Background Studies from Asia, Europe and the USA indicate that widely available haematological parameters could be used to determine the clinical severity of Coronavirus disease 2019 (COVID-19) and predict management outcome. There is limited data from Africa on their usefulness in patients admitted to Intensive Care Units (ICUs).

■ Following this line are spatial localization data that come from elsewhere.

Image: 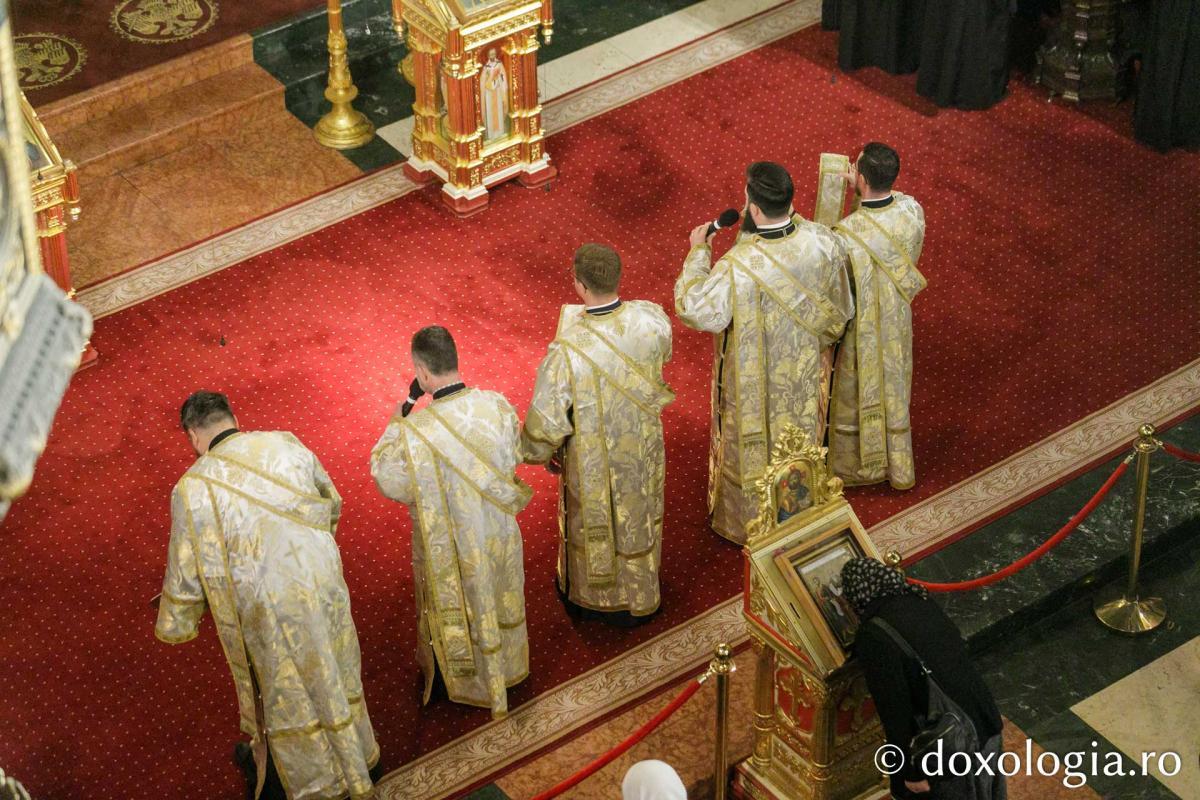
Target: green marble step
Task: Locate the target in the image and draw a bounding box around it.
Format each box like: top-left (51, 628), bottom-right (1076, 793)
top-left (909, 413), bottom-right (1200, 654)
top-left (462, 785), bottom-right (512, 800)
top-left (251, 0), bottom-right (710, 170)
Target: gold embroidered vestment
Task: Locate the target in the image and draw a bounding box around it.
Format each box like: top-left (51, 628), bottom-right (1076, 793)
top-left (674, 218), bottom-right (854, 543)
top-left (155, 431), bottom-right (378, 800)
top-left (521, 301), bottom-right (674, 616)
top-left (828, 193), bottom-right (926, 488)
top-left (370, 388), bottom-right (530, 717)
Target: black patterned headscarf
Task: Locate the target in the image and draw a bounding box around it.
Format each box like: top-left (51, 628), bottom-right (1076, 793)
top-left (840, 557), bottom-right (929, 616)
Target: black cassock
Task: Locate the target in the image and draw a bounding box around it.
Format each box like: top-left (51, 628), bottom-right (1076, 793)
top-left (916, 0), bottom-right (1012, 110)
top-left (826, 0), bottom-right (1012, 110)
top-left (1132, 0), bottom-right (1200, 151)
top-left (824, 0), bottom-right (926, 75)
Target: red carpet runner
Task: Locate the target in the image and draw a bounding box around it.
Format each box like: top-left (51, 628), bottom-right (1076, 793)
top-left (1, 25), bottom-right (1197, 800)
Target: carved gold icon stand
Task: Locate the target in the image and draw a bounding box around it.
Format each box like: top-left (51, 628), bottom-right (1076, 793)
top-left (734, 425), bottom-right (888, 800)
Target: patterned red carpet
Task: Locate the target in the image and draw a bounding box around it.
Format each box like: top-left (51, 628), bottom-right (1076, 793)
top-left (13, 0), bottom-right (317, 104)
top-left (2, 24), bottom-right (1198, 800)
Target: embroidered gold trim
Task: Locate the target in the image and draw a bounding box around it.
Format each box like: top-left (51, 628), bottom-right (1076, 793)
top-left (728, 254), bottom-right (823, 339)
top-left (205, 450), bottom-right (326, 502)
top-left (752, 240), bottom-right (843, 323)
top-left (558, 340), bottom-right (662, 418)
top-left (267, 698), bottom-right (365, 739)
top-left (162, 589), bottom-right (204, 606)
top-left (405, 420), bottom-right (527, 516)
top-left (195, 476), bottom-right (333, 532)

We performed an evaluation of baseline haematological parameters as prognostic biomarkers in ICU COVID-19 patients. Methods Demographic, clinical and laboratory data were collected prospectively on patients with confirmed COVID-19, admitted to the adult ICU in a tertiary hospital in Cape Town, South Africa, between March 2020 and February 2021. Robust Poisson regression methods and receiver operating characteristic (ROC) curves were used to explore the association of haematological parameters with COVID-19 severity and mortality. Results A total of 490 patients (median age 54.1 years) were included, of whom 237 (48%) were female. The median duration of ICU stay was 6 days and 309/490 (63%) patients died. Raised neutrophil count and neutrophil/lymphocyte ratio (NLR) were associated with worse outcome. Independent risk factors associated with mortality were age (ARR 1.01, 95%CI 1.0–1.02; p = 0.002); female sex (ARR 1.23, 95%CI 1.05–1.42; p = 0.008) and D-dimer levels (ARR 1.01, 95%CI 1.002–1.03; p = 0.016). Conclusions Our study showed that raised neutrophil count, NLR and D-dimer at the time of ICU admission were associated with higher mortality. Contrary to what has previously been reported, our study revealed females admitted to the ICU had a higher risk of mortality.